As Congress gears up to reauthorize the Elementary and Secondary Education Act, it is time to return to the law's moral and legal roots as a vehicle to ensure civil rights and equal opportunity for all children, particularly those most at risk, AFT President Randi Weingarten says.
"Fifty years ago, the Elementary and Secondary Education Act was signed by President Lyndon B. Johnson as part of the War on Poverty," she says. "It sought, as all federal policy regarding education should, to provide equal access to a high-quality education for all kids."
The AFT has outlined policy priorities that the reauthorization should address so the law's original purpose can be restored and the factors that undermine that goal are reversed.
"Inequity, and the fixation on high-stakes tests that has eclipsed all other learning and accountability measures, must be fixed," Weingarten says. "To that end, we must expand the law with support for big ideas, such as community schools and wraparound services; project-based learning; service internships; and individual plans for over-age students, under-credited students and those who are not reading at grade level by third grade. These ideas will help address the fact that two-thirds of what affects student achievement occurs outside the classroom.

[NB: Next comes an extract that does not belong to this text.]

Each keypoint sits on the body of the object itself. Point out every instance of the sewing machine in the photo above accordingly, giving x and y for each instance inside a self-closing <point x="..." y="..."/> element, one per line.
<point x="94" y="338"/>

"Let's face it: Any law that doesn't address our biggest challenges—funding inequity, segregation, the effects of poverty—will fail to make the sweeping transformation our kids and our schools need. We're ready and willing to work with Congress; the White House; civil rights, education, business, community and civic organizations; parents; students; educators; and anyone else, to ensure that the reauthorization of ESEA moves us closer to the goal of reclaiming the promise of public education for each and every child."